Dark and funny adult puppetry is back in Hobart !

Directed by Merophie Carr and seen at the Peacock Theatre, Hobart

Gai Anderson

It’s a rare treat to see new independently created local theatre in Hobart and Hungry for You, created by puppeteer/ performers Mel King , Kirsty Grierson and Mel Mills- Hope (as Extended Play Projects) had me transfixed from the first moment at the Peacock Theatre last weekend.

This visually stunning and sophisticated piece of story-telling blends actors, shadow and bunraku puppetry, live cooking, and projections to take us into the world of glamorous celebrity chef and food artist extraordinaire Pippa Corelli. But all is not well with Pippa as her obsession with food takes a surprising, satirical and sometimes hysterical journey into the dark side of our very contemporary enthralment with all-things-food.

Referencing everyone from Hestons Feast to Nigella, the glamorous Pippa is cleverly played alternately by both actor Mel King, and by her very life like stunt-double puppet.
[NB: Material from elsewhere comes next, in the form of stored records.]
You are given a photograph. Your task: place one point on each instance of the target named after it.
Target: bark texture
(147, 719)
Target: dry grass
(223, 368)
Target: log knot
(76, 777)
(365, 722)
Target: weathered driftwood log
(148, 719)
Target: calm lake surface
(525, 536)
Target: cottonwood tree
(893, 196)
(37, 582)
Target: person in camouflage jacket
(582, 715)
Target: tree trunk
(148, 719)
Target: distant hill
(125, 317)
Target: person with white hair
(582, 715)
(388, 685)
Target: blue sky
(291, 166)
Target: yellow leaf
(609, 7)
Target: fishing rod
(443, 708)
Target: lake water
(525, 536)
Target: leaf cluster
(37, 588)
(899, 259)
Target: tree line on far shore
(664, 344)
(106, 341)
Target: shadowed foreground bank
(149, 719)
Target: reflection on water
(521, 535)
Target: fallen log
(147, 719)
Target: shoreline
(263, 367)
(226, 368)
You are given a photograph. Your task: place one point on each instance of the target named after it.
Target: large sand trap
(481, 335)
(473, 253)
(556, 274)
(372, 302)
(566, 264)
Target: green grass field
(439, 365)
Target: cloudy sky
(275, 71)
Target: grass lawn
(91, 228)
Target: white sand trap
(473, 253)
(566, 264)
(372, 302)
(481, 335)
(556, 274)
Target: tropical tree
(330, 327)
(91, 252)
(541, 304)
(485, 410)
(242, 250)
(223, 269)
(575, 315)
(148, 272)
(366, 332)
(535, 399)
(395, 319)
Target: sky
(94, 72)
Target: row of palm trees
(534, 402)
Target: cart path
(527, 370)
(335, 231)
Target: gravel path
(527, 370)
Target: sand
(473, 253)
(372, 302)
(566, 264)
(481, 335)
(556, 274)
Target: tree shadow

Grierson and Mills - Hope are her kitchen hands, but are also the literal hands of the puppet Pippa, their nuanced manipulation bringing her vivaciously to life.

Its such a pleasure to see these masterful women at their art, their skillful animation making you almost forget that this is actually a puppet. Manipulating one arm each, Pippas tongue-in cheek, dramatic TV cooking moves are stretched literally to the max with great humor, as she chops, pours, cooks and flips, to create her works of beautiful food art before our eyes. Its easy to see that this character has been created by artists who are also working mothers and in her second cooking sequence Pippas multiskilling steps up to the challenge with two sets of arms!

The luscious Mel King is superb as the human version of Pippa, and her stage presence is at times electrifying. Her exquisitely paced romantic dinner with the roast chicken, is a stand-out theatre sequence to rival any, which had me squirming in my seat with both delight and discomfort at the same time.

Without text the shows’ evocative and dream-like feel is driven and underscored by a stand-out soundtrack mix of electronics and live strings from Mathew Fargher. His electronically wired vegetables are a wonderful quirky addition.

The set, puppets and design of Ros Wren are inspiring, the rice paper body lit from the inside an absolute vision on stage. Along with the satirical film clips, cooking cams and atmospheric lighting from Jason James, they together create a crisp and lush aesthetic for the whole piece. This slides seamlessly from the designer-kitchen fun of TV-world into the viscerality of laboratory-land and finally to the gothic black-mass meditation of the last scene. 

Hungry for You is brave and challenging, it’s full of surprises, floating in my memory and leaving me thinking long after I have left the theatre.

With very limited funding for the Arts available to Theatre in Tasmania, this is the debut full-scale theatrical production for these talented women, which has been 5 years in creation. By necessity it has also been an act of obsession. 
Surely all this hard work will now be paid off  with more readily forthcoming support for this shows future life and for the creation of many more magnificent projects to come. I really hope so.